A former Scottish Fisheries Protection vessel, built by Ferguson Brothers, leaves Hull on Monday to fight whaling in Iceland – where the ship, according to its operations director, will put itself “in harm’s way” to prevent fin whale death.

The John Paul Dejoria, which has been repurposed by the Captain Paul Watson Foundation, is bound first for the waters around Shetland and New York, but ultimately to sail the Denmark Strait between Iceland and Greenland tracking fin-whale hunters.

From New York, the ship will be captained by Captain Paul Watson, a former founder of both Greenpeace and Sea Shepherd Conservation Society – and its crew is made up of international volunteers from Canada, USA, Russia, Australia, France, Germany, Spain, UK, South Africa, Sweden, Chile and Mexico.

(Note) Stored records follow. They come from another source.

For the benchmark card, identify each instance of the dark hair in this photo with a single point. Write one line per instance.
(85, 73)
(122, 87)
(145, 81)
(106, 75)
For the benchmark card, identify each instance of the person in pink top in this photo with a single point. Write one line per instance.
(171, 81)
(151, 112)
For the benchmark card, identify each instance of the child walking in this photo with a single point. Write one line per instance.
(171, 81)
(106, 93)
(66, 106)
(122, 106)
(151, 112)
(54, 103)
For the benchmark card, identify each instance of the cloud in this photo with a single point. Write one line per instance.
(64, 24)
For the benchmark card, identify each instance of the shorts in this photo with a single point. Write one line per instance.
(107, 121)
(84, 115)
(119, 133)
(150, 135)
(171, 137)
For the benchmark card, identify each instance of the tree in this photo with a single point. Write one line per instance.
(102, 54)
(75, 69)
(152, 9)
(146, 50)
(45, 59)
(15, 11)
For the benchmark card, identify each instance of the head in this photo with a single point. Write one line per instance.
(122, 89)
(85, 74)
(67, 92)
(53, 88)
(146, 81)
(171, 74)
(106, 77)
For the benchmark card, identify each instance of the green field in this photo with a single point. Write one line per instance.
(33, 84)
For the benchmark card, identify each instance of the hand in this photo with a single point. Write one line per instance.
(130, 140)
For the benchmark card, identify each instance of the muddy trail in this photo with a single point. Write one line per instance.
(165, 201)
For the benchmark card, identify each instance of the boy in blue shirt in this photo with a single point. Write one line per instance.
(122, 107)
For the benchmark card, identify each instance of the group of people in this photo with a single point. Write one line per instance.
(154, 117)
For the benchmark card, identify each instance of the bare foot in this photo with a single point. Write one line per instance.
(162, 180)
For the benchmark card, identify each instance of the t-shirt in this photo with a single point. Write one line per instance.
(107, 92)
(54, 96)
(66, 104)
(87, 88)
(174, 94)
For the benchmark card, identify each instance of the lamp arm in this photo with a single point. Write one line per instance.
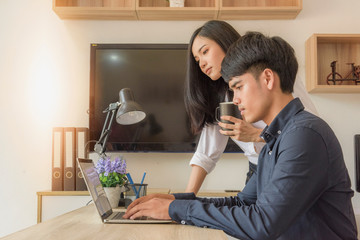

Mr Watson has said that the mission will "harass, block and do absolutely everything to prevent "illegal fishing," but that the operations will "oppose criminal operations, not legitimate companies".

The John Paul Dejoria's goal, said the ship’s operations director, Captain Lockhart Maclean, is “to reduce the number of whales harpooned and slaughtered and uphold international conservation law.”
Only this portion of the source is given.